Propagation based phase retrieval of simulated intensity measurements using artificial neural networks

TL;DR

This paper explores using artificial neural networks to enhance the accuracy of propagation-based phase retrieval from simulated intensity measurements, addressing errors from noise, misalignment, and artifacts.

Contribution

The study introduces a neural network approach to improve phase retrieval accuracy in simulated microscopy data, building on existing propagation methods.

Findings

Significant reduction in phase error using neural networks

Effective training with pairs of retrieved and exact phases

Potential for extending to real experimental data

Abstract

Determining the phase of a wave from intensity measurements has many applications in fields such as electron microscopy, visible light optics, and medical imaging. Propagation based phase retrieval, where the phase is obtained from defocused images, has shown significant promise. There are, however, limitations in the accuracy of the retrieved phase arising from such methods.
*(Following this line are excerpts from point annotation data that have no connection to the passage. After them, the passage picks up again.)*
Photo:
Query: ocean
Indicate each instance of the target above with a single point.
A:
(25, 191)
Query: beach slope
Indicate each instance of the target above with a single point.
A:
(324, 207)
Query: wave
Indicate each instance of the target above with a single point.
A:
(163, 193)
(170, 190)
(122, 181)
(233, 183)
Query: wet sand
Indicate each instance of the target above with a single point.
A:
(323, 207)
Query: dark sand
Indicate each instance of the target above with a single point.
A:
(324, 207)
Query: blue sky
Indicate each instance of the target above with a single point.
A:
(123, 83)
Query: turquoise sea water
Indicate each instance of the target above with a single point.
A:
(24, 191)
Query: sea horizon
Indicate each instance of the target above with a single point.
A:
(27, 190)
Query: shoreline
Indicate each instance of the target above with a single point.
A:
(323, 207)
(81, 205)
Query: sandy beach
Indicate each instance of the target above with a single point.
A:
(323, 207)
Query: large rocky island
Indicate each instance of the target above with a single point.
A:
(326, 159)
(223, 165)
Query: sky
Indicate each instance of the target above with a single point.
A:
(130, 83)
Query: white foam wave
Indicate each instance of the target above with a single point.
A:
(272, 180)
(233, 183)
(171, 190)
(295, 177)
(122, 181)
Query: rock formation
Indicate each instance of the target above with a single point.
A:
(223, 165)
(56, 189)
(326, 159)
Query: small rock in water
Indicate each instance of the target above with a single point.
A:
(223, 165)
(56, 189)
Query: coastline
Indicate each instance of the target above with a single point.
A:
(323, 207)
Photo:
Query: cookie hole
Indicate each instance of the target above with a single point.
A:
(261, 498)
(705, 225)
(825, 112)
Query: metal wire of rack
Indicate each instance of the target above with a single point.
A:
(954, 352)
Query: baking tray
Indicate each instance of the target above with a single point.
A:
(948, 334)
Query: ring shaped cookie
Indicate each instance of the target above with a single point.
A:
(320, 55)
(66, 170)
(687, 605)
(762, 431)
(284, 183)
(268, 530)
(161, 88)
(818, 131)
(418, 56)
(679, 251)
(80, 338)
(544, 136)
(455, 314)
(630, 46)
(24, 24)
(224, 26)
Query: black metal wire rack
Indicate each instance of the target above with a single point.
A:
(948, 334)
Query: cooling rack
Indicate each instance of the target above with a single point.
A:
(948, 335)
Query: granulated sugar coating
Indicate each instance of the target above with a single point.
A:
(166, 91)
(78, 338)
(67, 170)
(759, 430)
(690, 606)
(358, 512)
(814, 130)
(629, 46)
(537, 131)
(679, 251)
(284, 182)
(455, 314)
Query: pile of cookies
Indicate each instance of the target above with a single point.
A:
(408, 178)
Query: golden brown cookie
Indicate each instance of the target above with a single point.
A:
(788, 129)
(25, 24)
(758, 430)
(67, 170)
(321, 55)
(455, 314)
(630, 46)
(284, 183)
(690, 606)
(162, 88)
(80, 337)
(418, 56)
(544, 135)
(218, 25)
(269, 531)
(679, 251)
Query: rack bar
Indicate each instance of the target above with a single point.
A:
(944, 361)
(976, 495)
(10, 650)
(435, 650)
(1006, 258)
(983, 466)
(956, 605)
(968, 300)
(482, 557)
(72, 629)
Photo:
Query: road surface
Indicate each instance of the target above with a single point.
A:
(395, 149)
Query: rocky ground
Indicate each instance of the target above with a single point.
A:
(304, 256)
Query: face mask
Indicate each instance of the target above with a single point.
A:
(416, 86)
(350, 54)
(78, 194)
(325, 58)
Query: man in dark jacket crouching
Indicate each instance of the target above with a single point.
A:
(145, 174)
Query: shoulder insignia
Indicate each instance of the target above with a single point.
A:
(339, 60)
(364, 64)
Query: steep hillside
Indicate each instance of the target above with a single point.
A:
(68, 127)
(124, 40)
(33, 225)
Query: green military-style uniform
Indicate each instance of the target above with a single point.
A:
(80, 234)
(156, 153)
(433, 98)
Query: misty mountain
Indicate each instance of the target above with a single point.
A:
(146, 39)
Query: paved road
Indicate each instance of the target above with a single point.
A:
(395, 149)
Sources of error include shot noise, image misalignment, and diffraction artifacts. We explore the use of artificial neural networks (ANNs) to improve the accuracy of propagation based phase retrieval algorithms applied to simulated intensity measurements. We employ a phase retrieval algorithm based on the transport-of-intensity equation to obtain the phase from simulated micrographs of procedurally generated specimens. We then train an ANN with pairs of retrieved and exact phases, and use the trained ANN to process a test set of retrieved phase maps. The total error in the phase is significantly reduced using this method. We also discuss a variety of potential extensions to this work.